La preuve apparaît dans les propres comptes de l’État. En 2015, 81,2 milliards de FCFA de décaissements étaient prévus dans les secteurs de l’eau et de l’électricité. Seulement 7,2 milliards ont effectivement été mobilisés. La Direction générale de la dette explique notamment cet écart par le fait qu’aucun financement prévu pour Ntoum 7 et la conduite Ntoum-Kango n’a été débloqué cette année-là. Comme quoi, un milliard prévu n’est donc pas nécessairement un milliard sorti.

PIAEPAL, autre piège comptable

Même prudence avec le Programme intégré pour l’alimentation en eau potable et l’assainissement de Libreville (PIAEPAL). Lancé sous Ali Bongo, son volet eau représente officiellement environ 77 milliards de FCFA. Il s’agit d’un programme bien réel : renouvellement et extension de centaines de kilomètres de réseau, station de pompage, équipements et branchements. La BAD le présente toujours comme un projet en cours.

Mais là encore, additionner mécaniquement les 77 milliards au coût des autres projets reviendrait à assimiler financement approuvé, décaissement et dépense finale. C’est précisément ainsi que l’on peut fabriquer des centaines de milliards sur le papier.

Alors, combien ?

En rapprochant les ouvrages dont les coûts sont identifiés, les financements et les décaissements retrouvés, GabonReview peut retracer au moins quelque 140 milliards de FCFA autour des principales infrastructures et opérations d’eau du Grand Libreville. L’addition peut augmenter à mesure que sont intégrés d’autres investissements vérifiables.
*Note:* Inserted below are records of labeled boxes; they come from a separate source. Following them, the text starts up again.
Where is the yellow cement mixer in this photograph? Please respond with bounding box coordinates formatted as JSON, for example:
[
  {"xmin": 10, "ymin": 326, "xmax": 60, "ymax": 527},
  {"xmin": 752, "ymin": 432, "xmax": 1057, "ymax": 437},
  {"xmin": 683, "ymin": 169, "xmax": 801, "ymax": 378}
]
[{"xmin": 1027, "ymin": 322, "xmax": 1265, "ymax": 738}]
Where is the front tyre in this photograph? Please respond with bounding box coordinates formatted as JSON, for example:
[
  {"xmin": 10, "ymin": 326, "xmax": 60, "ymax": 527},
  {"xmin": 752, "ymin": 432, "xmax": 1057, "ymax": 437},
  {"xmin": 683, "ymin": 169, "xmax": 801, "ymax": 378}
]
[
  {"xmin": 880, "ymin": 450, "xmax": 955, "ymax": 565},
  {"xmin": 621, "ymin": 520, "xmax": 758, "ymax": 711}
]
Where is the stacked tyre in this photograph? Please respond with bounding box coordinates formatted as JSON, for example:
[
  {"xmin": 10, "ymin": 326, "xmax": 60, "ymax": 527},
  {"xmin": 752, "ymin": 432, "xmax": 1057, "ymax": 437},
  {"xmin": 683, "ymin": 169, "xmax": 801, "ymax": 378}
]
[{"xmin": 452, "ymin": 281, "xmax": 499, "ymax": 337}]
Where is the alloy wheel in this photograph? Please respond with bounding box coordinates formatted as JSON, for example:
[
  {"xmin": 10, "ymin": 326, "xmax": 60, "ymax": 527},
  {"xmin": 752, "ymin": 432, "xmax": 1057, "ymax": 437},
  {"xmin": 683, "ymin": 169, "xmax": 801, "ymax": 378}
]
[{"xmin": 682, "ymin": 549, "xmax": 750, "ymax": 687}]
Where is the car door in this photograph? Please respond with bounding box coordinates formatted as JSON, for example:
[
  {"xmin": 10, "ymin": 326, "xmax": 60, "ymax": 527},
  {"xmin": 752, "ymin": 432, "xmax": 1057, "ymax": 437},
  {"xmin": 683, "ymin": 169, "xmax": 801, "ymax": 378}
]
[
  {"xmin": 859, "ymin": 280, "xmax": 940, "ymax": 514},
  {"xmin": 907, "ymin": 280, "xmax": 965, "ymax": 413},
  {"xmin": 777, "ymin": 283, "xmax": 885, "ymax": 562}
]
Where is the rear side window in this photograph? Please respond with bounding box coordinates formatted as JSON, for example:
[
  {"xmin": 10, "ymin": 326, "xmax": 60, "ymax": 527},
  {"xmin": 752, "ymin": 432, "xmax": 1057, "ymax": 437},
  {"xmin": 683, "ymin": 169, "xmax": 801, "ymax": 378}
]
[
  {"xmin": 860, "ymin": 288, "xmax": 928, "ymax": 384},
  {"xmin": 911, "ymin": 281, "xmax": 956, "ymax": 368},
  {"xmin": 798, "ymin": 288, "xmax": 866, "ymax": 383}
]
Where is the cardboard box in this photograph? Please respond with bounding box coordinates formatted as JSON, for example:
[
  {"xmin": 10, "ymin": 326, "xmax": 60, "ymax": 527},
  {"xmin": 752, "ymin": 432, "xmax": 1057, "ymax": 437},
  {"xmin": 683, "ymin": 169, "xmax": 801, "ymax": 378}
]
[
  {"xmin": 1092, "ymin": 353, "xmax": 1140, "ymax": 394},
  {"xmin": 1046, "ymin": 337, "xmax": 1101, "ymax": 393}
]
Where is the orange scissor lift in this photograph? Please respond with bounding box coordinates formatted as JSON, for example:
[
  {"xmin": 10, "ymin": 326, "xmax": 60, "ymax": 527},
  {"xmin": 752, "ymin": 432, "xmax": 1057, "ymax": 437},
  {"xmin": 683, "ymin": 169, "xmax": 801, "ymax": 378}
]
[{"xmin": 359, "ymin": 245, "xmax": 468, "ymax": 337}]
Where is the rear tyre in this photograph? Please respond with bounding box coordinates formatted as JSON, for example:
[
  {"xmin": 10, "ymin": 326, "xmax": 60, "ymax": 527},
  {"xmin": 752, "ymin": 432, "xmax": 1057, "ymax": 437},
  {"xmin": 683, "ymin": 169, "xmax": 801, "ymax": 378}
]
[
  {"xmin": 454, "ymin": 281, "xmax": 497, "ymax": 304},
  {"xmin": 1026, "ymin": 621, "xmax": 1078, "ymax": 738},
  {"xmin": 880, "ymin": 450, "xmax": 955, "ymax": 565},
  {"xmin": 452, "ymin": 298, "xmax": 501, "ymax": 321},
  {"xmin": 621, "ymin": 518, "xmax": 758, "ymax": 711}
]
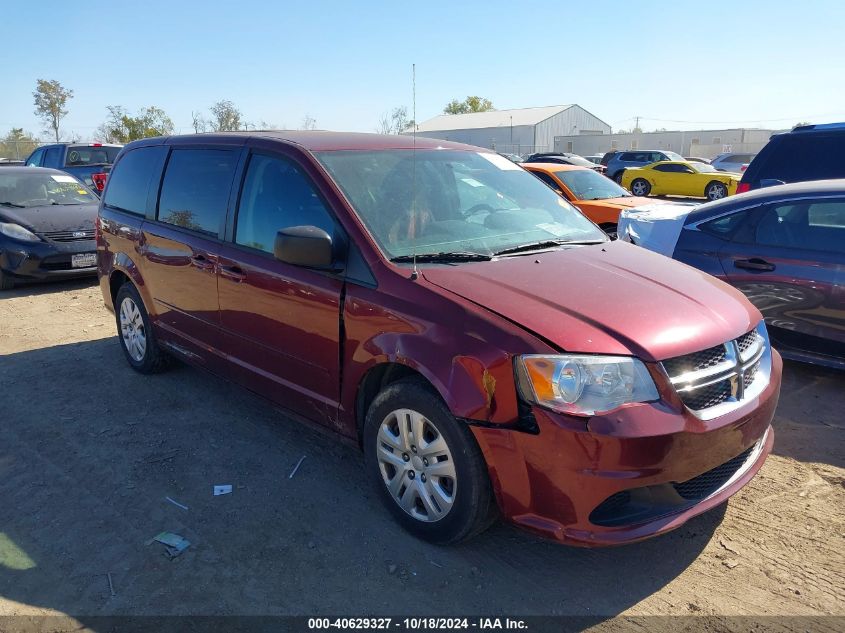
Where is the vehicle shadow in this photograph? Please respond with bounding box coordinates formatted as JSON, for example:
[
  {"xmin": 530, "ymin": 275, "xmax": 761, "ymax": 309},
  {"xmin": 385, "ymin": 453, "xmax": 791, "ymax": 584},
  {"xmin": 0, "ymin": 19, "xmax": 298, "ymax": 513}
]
[
  {"xmin": 0, "ymin": 338, "xmax": 725, "ymax": 630},
  {"xmin": 0, "ymin": 276, "xmax": 98, "ymax": 301},
  {"xmin": 774, "ymin": 360, "xmax": 845, "ymax": 468}
]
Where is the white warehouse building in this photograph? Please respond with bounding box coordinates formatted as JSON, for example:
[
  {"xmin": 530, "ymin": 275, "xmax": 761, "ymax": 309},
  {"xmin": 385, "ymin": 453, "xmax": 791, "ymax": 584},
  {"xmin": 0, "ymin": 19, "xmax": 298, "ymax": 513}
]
[{"xmin": 406, "ymin": 104, "xmax": 610, "ymax": 154}]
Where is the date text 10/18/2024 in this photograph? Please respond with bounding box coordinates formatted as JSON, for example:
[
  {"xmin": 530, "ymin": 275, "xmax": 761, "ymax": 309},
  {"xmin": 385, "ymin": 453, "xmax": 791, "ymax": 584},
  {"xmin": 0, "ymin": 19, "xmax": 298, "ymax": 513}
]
[{"xmin": 308, "ymin": 617, "xmax": 528, "ymax": 631}]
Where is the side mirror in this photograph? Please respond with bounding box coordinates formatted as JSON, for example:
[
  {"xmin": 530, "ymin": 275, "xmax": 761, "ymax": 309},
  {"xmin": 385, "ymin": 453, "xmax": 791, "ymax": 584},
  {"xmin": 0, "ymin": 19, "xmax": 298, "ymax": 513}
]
[{"xmin": 273, "ymin": 226, "xmax": 335, "ymax": 270}]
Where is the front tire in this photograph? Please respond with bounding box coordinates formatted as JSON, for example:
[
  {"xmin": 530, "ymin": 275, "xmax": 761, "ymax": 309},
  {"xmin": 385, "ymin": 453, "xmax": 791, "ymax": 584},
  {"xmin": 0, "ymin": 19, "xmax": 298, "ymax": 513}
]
[
  {"xmin": 704, "ymin": 180, "xmax": 728, "ymax": 200},
  {"xmin": 631, "ymin": 178, "xmax": 651, "ymax": 197},
  {"xmin": 114, "ymin": 282, "xmax": 169, "ymax": 374},
  {"xmin": 363, "ymin": 380, "xmax": 496, "ymax": 544}
]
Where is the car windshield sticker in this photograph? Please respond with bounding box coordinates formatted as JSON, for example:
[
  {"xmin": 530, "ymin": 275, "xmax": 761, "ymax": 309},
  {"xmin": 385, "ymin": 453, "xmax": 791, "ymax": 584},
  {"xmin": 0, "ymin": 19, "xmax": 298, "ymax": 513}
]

Mais 140 milliards documentables ne font pas 400 milliards effectivement dépensés. Cela ne signifie nullement que les 400 milliards avancés par Gabon 1ère sont faux. Cela signifie que leur composition doit être produite : quels projets ? Quels exercices budgétaires ? Quels bailleurs ? Quels montants décaissés ? Quels ouvrages réceptionnés ?

La distinction est fondamentale, notamment lorsqu’il s’agit de rechercher d’éventuelles responsabilités judiciaires. Car parler de «400 milliards dépensés» suggère que cette somme est sortie des caisses ou a été effectivement mobilisée. Or les archives montrent au contraire des projets différés, des crédits non tirés et des marchés interrompus.
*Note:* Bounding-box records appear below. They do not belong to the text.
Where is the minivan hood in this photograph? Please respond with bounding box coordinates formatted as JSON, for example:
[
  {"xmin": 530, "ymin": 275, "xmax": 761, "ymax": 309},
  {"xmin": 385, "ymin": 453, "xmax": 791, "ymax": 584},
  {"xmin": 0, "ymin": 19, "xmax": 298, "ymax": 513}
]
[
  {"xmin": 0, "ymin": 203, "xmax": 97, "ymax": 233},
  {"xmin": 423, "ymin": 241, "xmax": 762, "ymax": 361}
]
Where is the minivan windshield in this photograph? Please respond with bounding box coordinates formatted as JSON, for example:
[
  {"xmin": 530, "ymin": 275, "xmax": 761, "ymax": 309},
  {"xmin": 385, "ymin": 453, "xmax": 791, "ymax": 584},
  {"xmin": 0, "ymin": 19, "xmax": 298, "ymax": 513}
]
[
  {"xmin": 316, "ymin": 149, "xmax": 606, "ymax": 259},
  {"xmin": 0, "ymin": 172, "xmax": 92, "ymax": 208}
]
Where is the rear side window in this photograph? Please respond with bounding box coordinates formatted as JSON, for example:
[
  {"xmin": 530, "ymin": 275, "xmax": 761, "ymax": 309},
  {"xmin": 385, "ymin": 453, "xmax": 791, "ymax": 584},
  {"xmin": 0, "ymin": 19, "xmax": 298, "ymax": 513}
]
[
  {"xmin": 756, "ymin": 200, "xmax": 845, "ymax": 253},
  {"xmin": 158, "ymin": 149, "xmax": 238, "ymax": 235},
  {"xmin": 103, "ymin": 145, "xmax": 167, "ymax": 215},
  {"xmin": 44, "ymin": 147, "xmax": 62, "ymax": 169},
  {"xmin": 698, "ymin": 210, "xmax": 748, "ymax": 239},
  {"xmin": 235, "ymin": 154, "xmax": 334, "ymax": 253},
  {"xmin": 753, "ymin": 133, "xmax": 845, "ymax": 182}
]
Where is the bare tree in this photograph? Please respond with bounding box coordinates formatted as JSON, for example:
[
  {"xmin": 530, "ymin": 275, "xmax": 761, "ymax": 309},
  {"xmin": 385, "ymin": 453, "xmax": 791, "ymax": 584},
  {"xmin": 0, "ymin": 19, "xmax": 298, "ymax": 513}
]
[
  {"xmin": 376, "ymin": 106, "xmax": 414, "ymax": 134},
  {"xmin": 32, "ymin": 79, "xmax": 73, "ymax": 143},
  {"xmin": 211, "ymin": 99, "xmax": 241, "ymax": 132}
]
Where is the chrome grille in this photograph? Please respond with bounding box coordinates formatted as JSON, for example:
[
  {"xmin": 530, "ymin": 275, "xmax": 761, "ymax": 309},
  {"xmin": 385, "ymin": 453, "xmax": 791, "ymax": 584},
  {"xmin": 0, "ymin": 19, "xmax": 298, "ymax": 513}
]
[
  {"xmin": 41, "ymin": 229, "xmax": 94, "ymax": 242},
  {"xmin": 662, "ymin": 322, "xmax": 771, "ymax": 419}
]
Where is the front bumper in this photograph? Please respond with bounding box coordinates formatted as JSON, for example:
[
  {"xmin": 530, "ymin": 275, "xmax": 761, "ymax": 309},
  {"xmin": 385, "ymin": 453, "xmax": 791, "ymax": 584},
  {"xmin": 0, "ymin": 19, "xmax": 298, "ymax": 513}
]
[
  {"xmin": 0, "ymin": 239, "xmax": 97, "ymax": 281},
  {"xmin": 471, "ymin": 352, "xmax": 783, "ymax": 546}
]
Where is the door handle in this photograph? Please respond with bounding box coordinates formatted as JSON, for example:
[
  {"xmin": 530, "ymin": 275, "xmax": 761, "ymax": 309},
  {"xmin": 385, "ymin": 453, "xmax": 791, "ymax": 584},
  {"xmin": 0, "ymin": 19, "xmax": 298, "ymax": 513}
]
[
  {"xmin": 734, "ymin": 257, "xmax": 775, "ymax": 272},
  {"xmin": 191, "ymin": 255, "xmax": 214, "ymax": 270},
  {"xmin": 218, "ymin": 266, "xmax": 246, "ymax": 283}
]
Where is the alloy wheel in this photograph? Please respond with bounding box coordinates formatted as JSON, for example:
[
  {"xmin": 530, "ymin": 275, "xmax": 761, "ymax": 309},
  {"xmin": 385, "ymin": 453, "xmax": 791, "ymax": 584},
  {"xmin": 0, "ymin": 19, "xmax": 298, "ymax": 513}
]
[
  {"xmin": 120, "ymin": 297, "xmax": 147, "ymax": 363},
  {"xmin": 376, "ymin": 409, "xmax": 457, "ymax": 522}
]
Il reste alors une question autrement plus précise que «où sont passés les 400 milliards ?». Quels montants ont réellement été payés, à quelles entreprises, pour quels ouvrages et avec quels résultats ? Tant que cette comptabilité consolidée n’est pas établie, les 400 milliards constituent une accusation spectaculaire. Pas encore un compte démontré.